Yes, I’m the most reductionistic philosopher on campus, but even my eyebrows went up when I read this article about the moral significance of oxytocin:
“It all changed when I learned about the prairie voles,” [philosopher Patricia Churchland] says — surely not a phrase John Rawls ever uttered.
She told the story at the natural-history museum, in late March. Montane voles and prairie voles are so similar “that naifs like me can’t tell them apart,” she told a standing-room-only audience (younger and hipper than the museum’s usual patrons—the word “neuroscience” these days is like catnip). But prairie voles mate for life, and montane voles do not. Among prairie voles, the males not only share parenting duties, they will even lick and nurture pups that aren’t their own. By contrast, male montane voles do not actively parent even their own offspring. What accounts for the difference? Researchers have found that the prairie voles, the sociable ones, have greater numbers of oxytocin receptors in certain regions of the brain. (And prairie voles that have had their oxytocin receptors blocked will not pair-bond.)

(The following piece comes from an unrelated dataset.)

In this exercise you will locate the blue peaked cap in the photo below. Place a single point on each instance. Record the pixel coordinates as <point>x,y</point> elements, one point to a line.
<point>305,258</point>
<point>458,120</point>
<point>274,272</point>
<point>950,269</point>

“As a philosopher, I was stunned,” Churchland said, archly. “I thought that monogamous pair-bonding was something one determined for oneself, with a high level of consideration and maybe some Kantian reasoning thrown in. It turns out it is mediated by biology in a very real way.”
Well, at least in the case of voles, let us admit. Should we then infer that all that moral reasoning we go through is really just the sloshing of oxytocin? That’s quite a jump.